卫戈一言不发抽回手,祝白珉下意识要伸手拉住他。
电光火石之间,卫戈猛然扯起他的手臂,同时业火烧断了缠在上面的黑线。
黑线张牙舞爪要卷土重来,被业火毫不留情烧了个干净。
卫戈打量着其他黑线,黑线小心翼翼碰了碰业火,扭头就钻进了棺材里。
无他,唯手“熟”尔。
鬼棺狠狠震动了一下,黑线死活不肯出来。
鬼棺又震。
鬼棺三震。
卫戈不耐烦地拿剑狠狠一敲。
安静了。
皮肤被撕扯的疼痛慢慢涌上来,祝白珉揉着手腕,后知后觉卫戈刚刚是在转移他的注意力。
受困于鬼棺者,只有清醒且注意完全不在鬼棺上,才能有瞬间脱离机会。
他刚刚满脑子陈年旧账,什么鬼棺完全抛诸脑后,倒是完美符合条件了。至于后背,已经融得太深了,不是一时半刻能解决的。

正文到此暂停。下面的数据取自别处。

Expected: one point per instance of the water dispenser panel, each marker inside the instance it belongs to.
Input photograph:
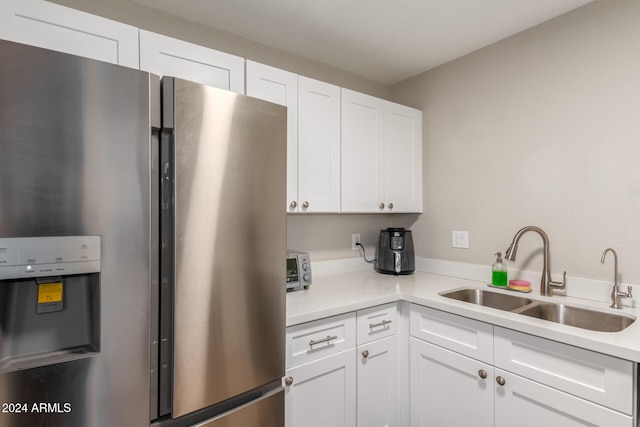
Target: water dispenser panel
(23, 257)
(49, 300)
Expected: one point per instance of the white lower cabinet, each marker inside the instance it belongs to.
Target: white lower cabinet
(329, 385)
(322, 393)
(529, 381)
(449, 389)
(525, 403)
(377, 381)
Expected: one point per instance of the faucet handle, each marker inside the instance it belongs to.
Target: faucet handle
(559, 285)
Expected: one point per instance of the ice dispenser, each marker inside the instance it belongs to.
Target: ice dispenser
(49, 300)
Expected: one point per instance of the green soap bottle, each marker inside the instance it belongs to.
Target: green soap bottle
(499, 272)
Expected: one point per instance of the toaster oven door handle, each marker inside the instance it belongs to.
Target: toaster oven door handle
(328, 339)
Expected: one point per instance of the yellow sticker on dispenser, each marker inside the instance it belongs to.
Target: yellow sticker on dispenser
(49, 292)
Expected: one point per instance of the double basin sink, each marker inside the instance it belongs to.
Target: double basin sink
(578, 317)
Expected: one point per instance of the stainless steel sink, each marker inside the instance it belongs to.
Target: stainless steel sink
(579, 317)
(488, 299)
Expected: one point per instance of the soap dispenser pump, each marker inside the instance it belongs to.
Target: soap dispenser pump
(499, 272)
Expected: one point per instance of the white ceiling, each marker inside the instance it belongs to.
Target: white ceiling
(386, 41)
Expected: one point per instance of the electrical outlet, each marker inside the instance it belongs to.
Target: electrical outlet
(355, 239)
(460, 239)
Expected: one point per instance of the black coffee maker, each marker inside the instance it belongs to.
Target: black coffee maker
(395, 253)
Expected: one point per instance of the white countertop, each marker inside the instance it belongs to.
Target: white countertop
(335, 294)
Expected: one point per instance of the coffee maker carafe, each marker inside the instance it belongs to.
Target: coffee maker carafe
(395, 253)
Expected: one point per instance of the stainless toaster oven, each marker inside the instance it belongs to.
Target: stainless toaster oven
(298, 270)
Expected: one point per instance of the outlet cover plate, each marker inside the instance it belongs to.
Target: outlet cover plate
(460, 239)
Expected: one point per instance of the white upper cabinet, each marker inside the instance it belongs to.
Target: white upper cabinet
(166, 56)
(402, 158)
(381, 155)
(51, 26)
(281, 87)
(362, 152)
(318, 147)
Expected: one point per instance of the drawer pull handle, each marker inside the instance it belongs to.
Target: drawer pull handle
(328, 339)
(375, 325)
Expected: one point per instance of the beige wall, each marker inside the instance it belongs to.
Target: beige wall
(323, 236)
(540, 129)
(131, 13)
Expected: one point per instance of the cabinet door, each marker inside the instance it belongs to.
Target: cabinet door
(378, 383)
(403, 158)
(362, 152)
(525, 403)
(448, 389)
(318, 146)
(166, 56)
(322, 393)
(51, 26)
(281, 87)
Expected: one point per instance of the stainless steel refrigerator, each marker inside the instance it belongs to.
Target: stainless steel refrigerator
(223, 238)
(141, 268)
(76, 253)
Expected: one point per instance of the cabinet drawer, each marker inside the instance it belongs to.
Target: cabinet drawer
(599, 378)
(376, 322)
(324, 337)
(460, 334)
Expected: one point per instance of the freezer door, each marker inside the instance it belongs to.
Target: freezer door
(229, 244)
(267, 412)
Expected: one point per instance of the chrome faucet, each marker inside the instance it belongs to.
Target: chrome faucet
(546, 284)
(616, 294)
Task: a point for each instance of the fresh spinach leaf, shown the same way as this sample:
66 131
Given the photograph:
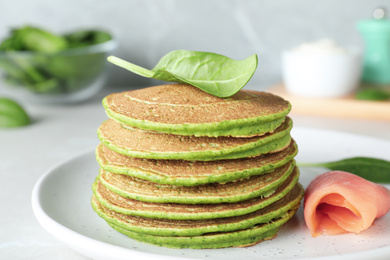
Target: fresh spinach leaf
213 73
12 114
372 169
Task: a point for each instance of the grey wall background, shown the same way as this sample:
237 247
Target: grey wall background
148 29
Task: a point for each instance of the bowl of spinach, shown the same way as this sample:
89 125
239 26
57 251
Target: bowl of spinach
41 66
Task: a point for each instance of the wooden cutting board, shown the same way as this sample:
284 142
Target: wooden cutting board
345 107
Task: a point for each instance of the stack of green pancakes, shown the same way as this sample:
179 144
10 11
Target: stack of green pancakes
181 168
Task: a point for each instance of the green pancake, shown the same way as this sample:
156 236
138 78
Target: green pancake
133 207
241 238
169 227
191 173
204 233
153 145
186 110
255 186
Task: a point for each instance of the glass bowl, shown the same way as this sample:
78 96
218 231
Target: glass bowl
68 76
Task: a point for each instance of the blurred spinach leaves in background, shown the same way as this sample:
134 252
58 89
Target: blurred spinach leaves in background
44 62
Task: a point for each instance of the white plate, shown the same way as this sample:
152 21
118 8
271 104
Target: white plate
61 203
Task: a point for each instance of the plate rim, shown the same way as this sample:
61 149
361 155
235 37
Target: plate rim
50 224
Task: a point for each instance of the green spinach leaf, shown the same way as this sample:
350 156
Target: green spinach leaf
213 73
12 114
372 169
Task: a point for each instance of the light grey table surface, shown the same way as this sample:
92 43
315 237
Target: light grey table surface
59 132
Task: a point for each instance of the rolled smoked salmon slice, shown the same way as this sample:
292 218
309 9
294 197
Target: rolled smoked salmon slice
339 202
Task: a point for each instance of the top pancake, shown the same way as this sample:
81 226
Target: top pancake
186 110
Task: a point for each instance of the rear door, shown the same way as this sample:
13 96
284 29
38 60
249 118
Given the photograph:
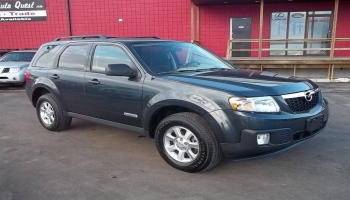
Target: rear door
68 77
113 98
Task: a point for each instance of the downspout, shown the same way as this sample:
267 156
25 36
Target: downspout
69 18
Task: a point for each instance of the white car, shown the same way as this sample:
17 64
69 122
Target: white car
13 66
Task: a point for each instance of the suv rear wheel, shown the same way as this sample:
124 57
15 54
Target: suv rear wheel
50 113
186 142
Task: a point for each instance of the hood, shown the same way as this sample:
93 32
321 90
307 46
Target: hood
13 64
249 83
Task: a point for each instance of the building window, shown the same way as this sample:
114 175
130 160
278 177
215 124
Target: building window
300 25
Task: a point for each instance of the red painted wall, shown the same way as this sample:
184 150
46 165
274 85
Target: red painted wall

卫戈低着头摩挲指尖,听到对面闷笑几声,他抬头平静地说:“祝白珉,我很生气。我现在不想和你吵架。”
言下之意:出去再找你算账。
祝白珉笑容一僵。
遭了,玩脱了。
双手解放也方便了许多,祝白珉就着仰躺的姿势,艰难地画了两张符,往身上啪啪一贴,主动解释道:“可以延缓鬼棺的吸食。”
卫戈不懂符,只是在一边沉默地递笔,沉默地举符。
沉默地让人心惊胆战。
祝白珉扯了扯他的衣袖想解释两句,卫戈淡淡扫了他一眼。
祝白珉识相地闭嘴了。
被敲晕的纸人披着新郎官的衣服悠悠转醒,一睁眼就和罪魁祸首面对面,一下子怒从中来:“你敢……”打我。
卫戈冰冷地注视着它。
最后两个字梗在嘴边,它浑身不受控制颤抖起来,凭借对生死超乎寻常的直觉,它知道再不做点什么是真的会死。

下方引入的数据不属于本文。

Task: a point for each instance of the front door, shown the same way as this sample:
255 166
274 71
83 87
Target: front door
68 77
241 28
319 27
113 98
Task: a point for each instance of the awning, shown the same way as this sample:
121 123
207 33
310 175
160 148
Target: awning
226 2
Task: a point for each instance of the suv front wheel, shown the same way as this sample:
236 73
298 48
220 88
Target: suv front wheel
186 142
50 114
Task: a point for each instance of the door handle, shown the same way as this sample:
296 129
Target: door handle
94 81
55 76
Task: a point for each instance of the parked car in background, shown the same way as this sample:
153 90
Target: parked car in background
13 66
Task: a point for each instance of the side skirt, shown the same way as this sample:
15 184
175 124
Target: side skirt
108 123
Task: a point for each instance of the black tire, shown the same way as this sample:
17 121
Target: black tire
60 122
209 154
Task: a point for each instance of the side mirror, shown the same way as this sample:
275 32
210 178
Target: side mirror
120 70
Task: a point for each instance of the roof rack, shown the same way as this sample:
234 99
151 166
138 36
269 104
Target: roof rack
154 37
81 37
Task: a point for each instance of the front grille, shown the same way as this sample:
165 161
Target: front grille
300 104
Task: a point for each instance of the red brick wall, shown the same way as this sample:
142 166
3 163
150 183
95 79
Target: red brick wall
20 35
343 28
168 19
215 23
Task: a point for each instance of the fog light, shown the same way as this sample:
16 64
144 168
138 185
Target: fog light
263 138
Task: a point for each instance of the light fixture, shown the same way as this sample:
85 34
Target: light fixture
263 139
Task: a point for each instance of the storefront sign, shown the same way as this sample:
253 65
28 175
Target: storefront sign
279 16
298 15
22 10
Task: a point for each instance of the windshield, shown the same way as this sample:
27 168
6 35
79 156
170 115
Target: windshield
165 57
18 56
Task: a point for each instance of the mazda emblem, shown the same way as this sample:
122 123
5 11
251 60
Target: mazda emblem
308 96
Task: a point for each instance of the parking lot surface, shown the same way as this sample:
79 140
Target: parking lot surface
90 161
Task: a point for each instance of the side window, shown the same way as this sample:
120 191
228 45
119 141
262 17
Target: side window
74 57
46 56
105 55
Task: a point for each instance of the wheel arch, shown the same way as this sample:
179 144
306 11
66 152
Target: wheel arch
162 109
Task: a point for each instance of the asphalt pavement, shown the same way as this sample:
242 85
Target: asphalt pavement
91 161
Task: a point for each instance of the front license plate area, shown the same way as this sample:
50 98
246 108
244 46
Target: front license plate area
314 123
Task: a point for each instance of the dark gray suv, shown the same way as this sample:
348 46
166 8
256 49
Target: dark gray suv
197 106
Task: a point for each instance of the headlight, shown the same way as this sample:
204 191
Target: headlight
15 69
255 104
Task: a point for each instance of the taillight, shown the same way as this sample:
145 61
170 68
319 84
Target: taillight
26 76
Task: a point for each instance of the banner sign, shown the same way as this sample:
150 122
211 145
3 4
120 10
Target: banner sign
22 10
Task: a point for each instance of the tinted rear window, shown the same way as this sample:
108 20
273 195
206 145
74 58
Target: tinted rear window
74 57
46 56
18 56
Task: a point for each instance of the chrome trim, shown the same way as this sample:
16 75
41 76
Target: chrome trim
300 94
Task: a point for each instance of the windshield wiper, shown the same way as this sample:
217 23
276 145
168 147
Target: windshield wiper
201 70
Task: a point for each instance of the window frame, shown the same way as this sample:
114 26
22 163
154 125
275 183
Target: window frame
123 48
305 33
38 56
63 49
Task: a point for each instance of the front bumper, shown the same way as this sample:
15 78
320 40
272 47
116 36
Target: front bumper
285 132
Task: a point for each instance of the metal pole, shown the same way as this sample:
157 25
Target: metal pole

礼官怜悯地看着它,一看就是新入行的,“长戈”这种煞神也敢招惹。
纸人注意到卫戈和祝白珉奇怪的姿势,一瞬间福至心灵,脱口而出:“那个,我祝二位百年好合!”
然后两眼一翻晕过去。
“……”周围纸人叹为观止。
卫戈拿剑的手一顿,想到纸人半个身子都被他敲瘪了,难得有了点负罪感,又默默收起剑。
算了,我只是看它太可怜了。
绝对不是因为那句“百年好合”,卫戈冷酷地想。
察觉到杀意褪去,纸人眼睫微颤。
赌赢了!
礼官怜悯的眼神瞬间切换成赞赏的目光,这反应,这眼色,这就是怪谈界未来的栋梁之材啊!
一阵古怪的风刮过,礼官不知道听到了什么,神情难看。
它勉强笑了一下:“既然拜了堂,”它深吸一口气,“那就请二位入洞房吧。”
说完眼睛一闭,一副“壮士一去兮不复还”的悲壮模样。
它给人打包票只要祝白珉一到,就马不停蹄送这两尊大佛离开,没想到顶头上司一声令下,还得继续走流程。它一下子两边不做人。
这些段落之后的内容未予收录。